71% accuracy is fairly good. We can still use pretrained word embeddings to further improve accuracy.

model = LSTM(input_dim=len(TEXT.vocab), 
             embedding_dim=100,
             hidden_dim=256,
             output_dim=1,
             n_layers=2,
             bidirectional=True,
             dropout=0.5)
criterion = nn.BCEWithLogitsLoss()
optimizer = optim.SGD(model.parameters(), lr=0.1)
num_epochs = 15
path = 'imdb_lstm.pt'

model.embedding.weight.data.copy_(TEXT.vocab.vectors)
model.embedding.weight.data[TEXT.vocab.stoi[TEXT.unk_token]] = torch.zeros(model.embedding_dim)
model.embedding.weight.data[TEXT.vocab.stoi[TEXT.pad_token]] = torch.zeros(model.embedding_dim)

train_val_model(model, criterion, optimizer, num_epochs, path)
../_images/imdb_lstm_13_0.png
Accuracy
	training         	 (min:    0.518, max:    0.848, cur:    0.848)
	validation       	 (min:    0.514, max:    0.863, cur:    0.857)
Loss
	training         	 (min:    0.356, max:    0.692, cur:    0.356)
	validation       	 (min:    0.324, max:    0.690, cur:    0.330)
Training time: 1009.058s
model = torch.load(path)
test_loss, test_acc = evaluate(model, criterion, test_itr, device)

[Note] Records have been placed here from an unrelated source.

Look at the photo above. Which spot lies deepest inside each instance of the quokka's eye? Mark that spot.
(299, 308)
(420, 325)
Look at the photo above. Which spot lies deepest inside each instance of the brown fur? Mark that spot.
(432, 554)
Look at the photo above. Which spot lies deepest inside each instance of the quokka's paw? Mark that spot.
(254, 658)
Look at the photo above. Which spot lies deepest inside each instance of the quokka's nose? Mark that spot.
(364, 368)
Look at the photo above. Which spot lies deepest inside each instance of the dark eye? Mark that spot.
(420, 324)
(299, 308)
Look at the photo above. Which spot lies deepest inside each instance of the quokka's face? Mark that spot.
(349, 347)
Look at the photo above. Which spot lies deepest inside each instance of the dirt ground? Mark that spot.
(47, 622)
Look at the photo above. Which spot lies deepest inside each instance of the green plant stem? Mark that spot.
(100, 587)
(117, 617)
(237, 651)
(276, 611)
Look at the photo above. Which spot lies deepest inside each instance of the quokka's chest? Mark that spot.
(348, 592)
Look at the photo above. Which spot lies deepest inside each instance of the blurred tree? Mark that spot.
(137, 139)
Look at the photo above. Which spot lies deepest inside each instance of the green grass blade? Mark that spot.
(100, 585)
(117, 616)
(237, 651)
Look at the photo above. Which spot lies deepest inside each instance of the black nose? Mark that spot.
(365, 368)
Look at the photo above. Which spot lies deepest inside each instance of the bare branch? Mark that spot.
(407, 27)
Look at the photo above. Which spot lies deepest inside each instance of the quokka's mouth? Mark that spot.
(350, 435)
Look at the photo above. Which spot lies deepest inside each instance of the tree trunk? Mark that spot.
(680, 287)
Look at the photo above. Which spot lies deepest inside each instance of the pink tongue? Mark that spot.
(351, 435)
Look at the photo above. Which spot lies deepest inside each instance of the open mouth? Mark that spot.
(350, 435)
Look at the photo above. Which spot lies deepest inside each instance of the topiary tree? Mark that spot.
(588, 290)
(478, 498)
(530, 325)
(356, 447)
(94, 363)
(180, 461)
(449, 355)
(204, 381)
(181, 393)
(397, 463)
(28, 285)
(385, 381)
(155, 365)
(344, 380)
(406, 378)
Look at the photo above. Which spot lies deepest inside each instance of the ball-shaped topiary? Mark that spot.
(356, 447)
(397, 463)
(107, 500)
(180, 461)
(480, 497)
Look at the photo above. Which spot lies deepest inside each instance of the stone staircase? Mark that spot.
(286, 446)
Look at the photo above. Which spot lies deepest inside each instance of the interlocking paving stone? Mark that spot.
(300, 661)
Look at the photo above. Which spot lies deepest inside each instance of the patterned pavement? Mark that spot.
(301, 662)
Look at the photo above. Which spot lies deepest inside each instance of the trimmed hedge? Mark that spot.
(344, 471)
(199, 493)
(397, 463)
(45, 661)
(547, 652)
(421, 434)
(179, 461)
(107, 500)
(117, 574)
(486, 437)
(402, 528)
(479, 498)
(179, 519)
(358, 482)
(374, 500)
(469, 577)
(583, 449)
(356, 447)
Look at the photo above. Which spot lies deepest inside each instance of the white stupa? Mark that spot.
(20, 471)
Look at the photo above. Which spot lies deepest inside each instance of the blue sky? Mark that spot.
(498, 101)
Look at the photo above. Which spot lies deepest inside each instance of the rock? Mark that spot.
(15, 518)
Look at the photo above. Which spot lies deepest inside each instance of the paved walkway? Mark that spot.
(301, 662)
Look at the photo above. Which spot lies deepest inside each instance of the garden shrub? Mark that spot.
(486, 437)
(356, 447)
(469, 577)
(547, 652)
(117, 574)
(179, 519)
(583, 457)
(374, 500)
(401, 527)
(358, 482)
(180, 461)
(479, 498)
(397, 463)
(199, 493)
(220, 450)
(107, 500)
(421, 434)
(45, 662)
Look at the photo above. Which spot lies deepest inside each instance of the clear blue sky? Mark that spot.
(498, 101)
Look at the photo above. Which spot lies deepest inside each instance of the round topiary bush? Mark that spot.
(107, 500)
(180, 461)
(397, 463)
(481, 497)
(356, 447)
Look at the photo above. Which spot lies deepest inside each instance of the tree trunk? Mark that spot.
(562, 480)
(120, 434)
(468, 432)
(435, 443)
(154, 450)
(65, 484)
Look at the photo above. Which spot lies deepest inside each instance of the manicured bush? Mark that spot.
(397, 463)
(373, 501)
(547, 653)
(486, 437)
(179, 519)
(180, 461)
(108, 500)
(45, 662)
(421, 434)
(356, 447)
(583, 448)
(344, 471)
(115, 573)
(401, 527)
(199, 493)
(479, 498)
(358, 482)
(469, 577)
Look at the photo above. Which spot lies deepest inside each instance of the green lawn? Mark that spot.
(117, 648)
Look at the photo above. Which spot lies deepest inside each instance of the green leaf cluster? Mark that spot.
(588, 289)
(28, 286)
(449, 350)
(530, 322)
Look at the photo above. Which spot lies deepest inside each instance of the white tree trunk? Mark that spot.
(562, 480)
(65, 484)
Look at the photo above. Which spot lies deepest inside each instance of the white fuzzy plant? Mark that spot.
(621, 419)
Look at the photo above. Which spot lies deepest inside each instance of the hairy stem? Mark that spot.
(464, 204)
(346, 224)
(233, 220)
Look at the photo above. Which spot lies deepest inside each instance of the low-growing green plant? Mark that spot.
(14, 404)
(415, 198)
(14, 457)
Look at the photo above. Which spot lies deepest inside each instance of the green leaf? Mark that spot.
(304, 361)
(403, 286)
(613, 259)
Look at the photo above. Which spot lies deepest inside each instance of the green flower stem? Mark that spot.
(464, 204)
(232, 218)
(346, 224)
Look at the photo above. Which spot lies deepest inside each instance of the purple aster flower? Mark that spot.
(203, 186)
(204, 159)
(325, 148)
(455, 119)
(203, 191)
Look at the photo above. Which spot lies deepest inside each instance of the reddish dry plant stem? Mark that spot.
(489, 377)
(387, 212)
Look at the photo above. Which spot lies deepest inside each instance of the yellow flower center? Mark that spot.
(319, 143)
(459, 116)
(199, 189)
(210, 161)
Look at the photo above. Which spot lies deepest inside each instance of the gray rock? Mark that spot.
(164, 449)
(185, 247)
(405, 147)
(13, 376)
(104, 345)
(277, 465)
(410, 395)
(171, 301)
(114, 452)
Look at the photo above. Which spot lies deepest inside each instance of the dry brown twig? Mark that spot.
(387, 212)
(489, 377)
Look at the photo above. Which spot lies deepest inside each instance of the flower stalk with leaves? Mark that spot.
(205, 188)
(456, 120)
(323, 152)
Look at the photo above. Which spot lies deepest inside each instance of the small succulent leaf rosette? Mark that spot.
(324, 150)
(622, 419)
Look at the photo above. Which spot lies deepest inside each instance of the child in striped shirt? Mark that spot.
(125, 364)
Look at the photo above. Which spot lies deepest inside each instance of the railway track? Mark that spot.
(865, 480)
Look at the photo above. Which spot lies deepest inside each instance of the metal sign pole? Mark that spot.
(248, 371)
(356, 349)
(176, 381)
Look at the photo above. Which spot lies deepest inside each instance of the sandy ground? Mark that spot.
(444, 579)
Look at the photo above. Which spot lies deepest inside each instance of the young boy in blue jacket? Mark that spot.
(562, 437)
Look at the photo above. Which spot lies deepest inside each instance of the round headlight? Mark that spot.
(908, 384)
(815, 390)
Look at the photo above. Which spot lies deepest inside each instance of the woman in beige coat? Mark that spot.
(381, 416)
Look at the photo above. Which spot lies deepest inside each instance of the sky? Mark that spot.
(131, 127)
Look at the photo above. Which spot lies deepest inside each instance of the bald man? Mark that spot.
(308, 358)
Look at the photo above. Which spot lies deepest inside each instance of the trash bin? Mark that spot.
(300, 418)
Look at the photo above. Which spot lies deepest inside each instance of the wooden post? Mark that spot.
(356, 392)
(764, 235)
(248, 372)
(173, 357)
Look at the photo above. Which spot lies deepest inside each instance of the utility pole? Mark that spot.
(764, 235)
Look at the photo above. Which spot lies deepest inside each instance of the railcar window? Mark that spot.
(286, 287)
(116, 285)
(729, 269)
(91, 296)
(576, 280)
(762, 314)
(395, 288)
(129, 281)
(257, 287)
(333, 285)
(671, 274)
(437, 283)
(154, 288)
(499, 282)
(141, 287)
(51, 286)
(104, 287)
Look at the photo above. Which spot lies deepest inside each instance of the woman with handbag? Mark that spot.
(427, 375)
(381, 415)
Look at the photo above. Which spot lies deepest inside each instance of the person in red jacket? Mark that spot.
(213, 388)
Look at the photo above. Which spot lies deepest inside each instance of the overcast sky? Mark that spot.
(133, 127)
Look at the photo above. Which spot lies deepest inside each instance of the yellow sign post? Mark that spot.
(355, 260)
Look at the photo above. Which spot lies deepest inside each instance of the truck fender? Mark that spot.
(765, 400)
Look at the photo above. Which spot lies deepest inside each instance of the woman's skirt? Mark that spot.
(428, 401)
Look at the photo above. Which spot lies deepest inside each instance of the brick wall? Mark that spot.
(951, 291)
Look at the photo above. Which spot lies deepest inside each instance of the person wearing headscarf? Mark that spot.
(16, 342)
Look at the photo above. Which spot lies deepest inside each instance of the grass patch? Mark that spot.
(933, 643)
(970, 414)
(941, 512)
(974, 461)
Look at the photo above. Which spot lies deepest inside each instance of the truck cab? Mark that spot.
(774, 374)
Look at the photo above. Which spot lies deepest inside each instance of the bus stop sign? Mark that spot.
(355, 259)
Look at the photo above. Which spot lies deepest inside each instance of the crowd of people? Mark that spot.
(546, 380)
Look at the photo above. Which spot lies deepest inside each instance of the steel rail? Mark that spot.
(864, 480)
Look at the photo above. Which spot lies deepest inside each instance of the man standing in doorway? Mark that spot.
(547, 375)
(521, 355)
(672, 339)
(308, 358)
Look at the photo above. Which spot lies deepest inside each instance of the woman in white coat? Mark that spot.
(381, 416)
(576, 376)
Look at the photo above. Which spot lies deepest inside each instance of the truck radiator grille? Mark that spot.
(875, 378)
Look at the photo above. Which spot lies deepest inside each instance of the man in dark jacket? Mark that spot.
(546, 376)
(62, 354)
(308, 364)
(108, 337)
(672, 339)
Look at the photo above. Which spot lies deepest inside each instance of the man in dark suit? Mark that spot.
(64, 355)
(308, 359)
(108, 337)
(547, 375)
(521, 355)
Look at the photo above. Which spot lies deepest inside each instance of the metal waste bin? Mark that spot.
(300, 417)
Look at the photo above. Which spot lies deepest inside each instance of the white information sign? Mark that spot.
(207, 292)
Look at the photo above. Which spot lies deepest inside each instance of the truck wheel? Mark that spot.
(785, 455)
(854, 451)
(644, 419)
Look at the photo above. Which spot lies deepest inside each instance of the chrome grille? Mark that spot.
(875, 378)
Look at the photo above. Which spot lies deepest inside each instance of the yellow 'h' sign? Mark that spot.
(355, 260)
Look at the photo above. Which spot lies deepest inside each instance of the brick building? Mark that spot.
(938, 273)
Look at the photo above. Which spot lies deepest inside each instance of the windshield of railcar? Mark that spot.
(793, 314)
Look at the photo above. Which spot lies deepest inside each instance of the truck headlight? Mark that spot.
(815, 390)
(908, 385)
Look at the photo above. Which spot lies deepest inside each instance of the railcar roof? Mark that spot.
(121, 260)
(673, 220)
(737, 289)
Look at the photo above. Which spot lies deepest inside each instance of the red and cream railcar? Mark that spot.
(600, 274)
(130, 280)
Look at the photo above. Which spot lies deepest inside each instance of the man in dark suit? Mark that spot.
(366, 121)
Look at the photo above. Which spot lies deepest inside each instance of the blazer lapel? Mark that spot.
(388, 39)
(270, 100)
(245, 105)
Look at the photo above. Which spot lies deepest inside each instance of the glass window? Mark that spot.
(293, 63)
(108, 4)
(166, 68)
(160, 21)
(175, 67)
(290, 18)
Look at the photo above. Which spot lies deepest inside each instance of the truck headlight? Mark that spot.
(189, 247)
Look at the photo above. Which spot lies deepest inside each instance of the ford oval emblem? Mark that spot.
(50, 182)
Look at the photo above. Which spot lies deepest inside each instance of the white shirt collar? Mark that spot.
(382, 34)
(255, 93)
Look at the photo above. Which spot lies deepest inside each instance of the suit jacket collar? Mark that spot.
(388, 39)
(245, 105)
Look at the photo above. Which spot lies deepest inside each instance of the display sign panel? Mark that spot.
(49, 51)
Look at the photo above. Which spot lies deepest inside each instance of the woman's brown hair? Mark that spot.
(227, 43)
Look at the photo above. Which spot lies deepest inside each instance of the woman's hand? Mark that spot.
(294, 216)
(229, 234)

print(f'Test loss: {test_loss:.3f}' )
print(f'Test accuracy: {(test_acc*100):.2f}%')
Test loss: 0.337
Test accuracy: 85.48%

85% accuracy is impressive, but it can still be improved. Based on the accuracy and loss charts, more epochs would likely help. Increasing the number of LSTM layers and optimizing hyperparameters could possibly help as well.

The higher accuracy does come at the cost of longer computation time in comparison to the vanilla RNN. Nested cross validation would help get a better evaluation of the LSTM model, but that would likely take quite a long time. Nevertheless, we’ve shown that LSTMs perform fairly well with this dataset.